Para os representantes do setor mais atingido pela política neoliberal do atual governo, “a destruição do parque produtivo industrial nacional, portanto, além de jogar fora todo esse investimento e esforço, representa graves consequências para a população e é um verdadeiro desastre para o país”, advertem. “O governo federal, os governos estaduais e o Congresso Nacional precisam reagir e assumir uma postura ativa em prol da retomada de nosso processo de industrialização, alertam.

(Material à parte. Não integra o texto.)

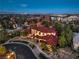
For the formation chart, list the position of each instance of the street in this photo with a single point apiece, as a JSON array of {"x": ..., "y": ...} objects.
[{"x": 22, "y": 51}]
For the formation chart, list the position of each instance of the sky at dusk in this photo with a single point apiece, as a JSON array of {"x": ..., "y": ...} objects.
[{"x": 40, "y": 6}]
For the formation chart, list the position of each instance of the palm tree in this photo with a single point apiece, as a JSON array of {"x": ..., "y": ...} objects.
[{"x": 62, "y": 40}]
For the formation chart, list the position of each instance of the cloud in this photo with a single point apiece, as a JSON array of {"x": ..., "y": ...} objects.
[{"x": 23, "y": 5}]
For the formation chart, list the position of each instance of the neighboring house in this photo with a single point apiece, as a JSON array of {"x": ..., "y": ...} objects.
[
  {"x": 48, "y": 35},
  {"x": 76, "y": 41}
]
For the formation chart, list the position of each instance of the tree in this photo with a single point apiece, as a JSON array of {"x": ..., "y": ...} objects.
[{"x": 68, "y": 34}]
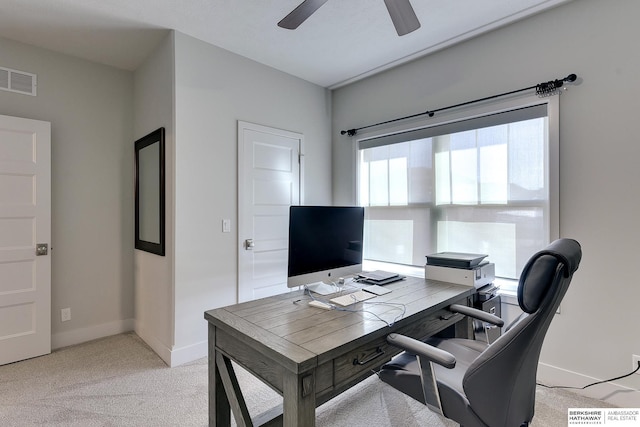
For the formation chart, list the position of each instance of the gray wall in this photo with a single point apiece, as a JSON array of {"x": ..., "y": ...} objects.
[
  {"x": 596, "y": 332},
  {"x": 90, "y": 110},
  {"x": 212, "y": 89}
]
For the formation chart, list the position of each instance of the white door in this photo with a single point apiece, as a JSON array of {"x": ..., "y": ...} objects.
[
  {"x": 25, "y": 222},
  {"x": 269, "y": 175}
]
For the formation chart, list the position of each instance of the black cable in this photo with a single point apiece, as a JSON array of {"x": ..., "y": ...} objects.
[
  {"x": 592, "y": 384},
  {"x": 542, "y": 89}
]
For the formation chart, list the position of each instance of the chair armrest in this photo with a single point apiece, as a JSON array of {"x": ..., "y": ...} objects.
[
  {"x": 477, "y": 314},
  {"x": 421, "y": 349}
]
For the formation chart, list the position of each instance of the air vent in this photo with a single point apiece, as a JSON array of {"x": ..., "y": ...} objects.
[{"x": 18, "y": 81}]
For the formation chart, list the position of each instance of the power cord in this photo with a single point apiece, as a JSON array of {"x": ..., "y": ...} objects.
[
  {"x": 592, "y": 384},
  {"x": 391, "y": 304}
]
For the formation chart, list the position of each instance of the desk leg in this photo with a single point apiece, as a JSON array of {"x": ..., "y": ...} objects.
[
  {"x": 299, "y": 400},
  {"x": 219, "y": 409}
]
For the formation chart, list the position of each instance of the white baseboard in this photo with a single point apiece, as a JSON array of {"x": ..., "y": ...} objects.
[
  {"x": 612, "y": 393},
  {"x": 156, "y": 345},
  {"x": 173, "y": 356},
  {"x": 186, "y": 354},
  {"x": 78, "y": 336}
]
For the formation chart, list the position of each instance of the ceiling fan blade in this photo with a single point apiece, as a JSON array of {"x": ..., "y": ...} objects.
[
  {"x": 300, "y": 14},
  {"x": 403, "y": 16}
]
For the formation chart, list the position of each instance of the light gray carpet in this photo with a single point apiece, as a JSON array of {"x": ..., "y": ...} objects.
[{"x": 120, "y": 381}]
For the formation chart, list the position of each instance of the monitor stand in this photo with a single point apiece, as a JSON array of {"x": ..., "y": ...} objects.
[{"x": 321, "y": 288}]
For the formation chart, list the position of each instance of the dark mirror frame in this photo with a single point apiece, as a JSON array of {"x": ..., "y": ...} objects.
[{"x": 158, "y": 248}]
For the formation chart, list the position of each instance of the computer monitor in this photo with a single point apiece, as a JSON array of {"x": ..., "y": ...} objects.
[{"x": 325, "y": 243}]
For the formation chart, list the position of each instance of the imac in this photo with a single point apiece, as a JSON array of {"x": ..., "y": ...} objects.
[{"x": 325, "y": 243}]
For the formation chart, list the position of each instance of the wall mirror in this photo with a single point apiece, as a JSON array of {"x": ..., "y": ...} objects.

Com dificuldades para repor as perdas passadas, a indústria de transformação opera 18,4% abaixo do pico alcançado em março de 2011. “A transformação está praticamente parada. Se ela não cai, também não demonstra nenhum tipo de crescimento”, ressaltou André Macedo, gerente da Coordenação de Indústria do IBGE.
“Tem uma série de fatores influenciando e o setor industrial não consegue de forma alguma deslanchar”, avaliou Macedo. “Tem algum tipo de recuperação, mas sem fôlego para eliminar as perdas do passado.”
Responsável pelo estudo, o economista Fabio Bentes, da Divisão Econômica da CNC, calcula que a fatia da indústria da transformação no Produto Interno Bruto (PIB) brasileiro desça a 11,2% em 2020. Será o patamar mais baixo da série histórica iniciada em 1946.
O levantamento da CNC foi feito a partir de duas bases de dados. Uma é a Relação Anual de Informações Sociais (RAIS), sob responsabilidade do Ministério da Economia. Outra é o Sistema de Contas Nacionais, do Instituto Brasileiro de Geografia e Estatística (IBGE).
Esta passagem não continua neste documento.